There’s no way that Kenzie wrote into pleasebreakmyheart and asked me how to break up with Wilson. I would’ve recognized her name, her photo, her situation. Anything .

“Hello?” Anita presses, waving the letter in my face.

“Hold on.” I’m tapping through my phone, pulling up iDiary and scrolling through every message I’ve answered in the past weeks. There’s nearly a hundred of them. I skim the messages and the usernames, but nothing seems remotely familiar. Nothing seems like Kenzie...

Until it does.

There it is: last Tuesday, user mkz123, who wrote about how the future she planned with her boyfriend was uprooted when he decided to take a new job and move back home.

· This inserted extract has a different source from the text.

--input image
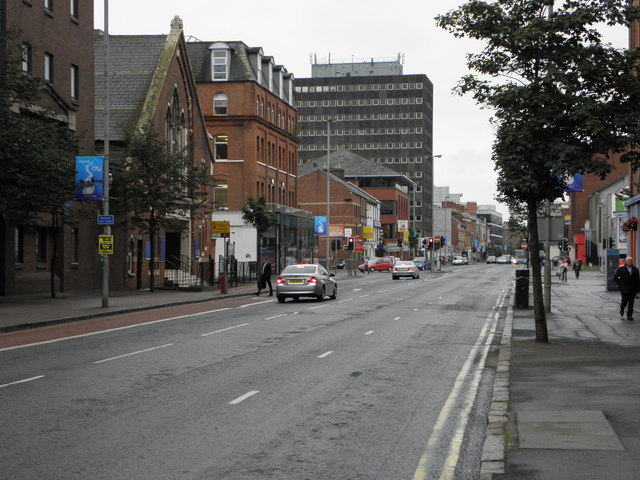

And my response? To try writing out her feelings in a letter before talking to him.

Even the username mkz123 must be short-form for McKenzie, Kenzie’s full name.

But that’s pretty standard advice. It doesn’t necessarily mean...

Then I see it. An unread message waiting in my inbox from mkz123, thanking me for the suggestion to write out her feelings in a letter. You were right , the message reads. It made the breakup a lot easier.

I bang my head on the desk. This cannot be happening.

There’s pressure on my shoulder. I realize it’s Anita’s hand. She’s standing next to me. “Jackie,” she says carefully, “you’re scaring me.”

I ruined their relationship. I practically drew Kenzie the blueprint on how to break Wilson’s heart, and now Monte’s and all my coworkers are feeling the brunt of it. And I can’t even confide in Anita. She can’t know about this blog, especially now. No one can know about what I’ve done.

Unfolding my limbs, I sit up in Wilson’s chair, catching another whiff of his cologne. An unfortunate plan begins to form in my mind, like Tetris blocks falling into place.

I stand up. “I know what I have to do,” I say, already exhausted just thinking about it.

“What?” Anita asks.

I say five words I never thought would leave my mouth. “I’m going to find Wilson.”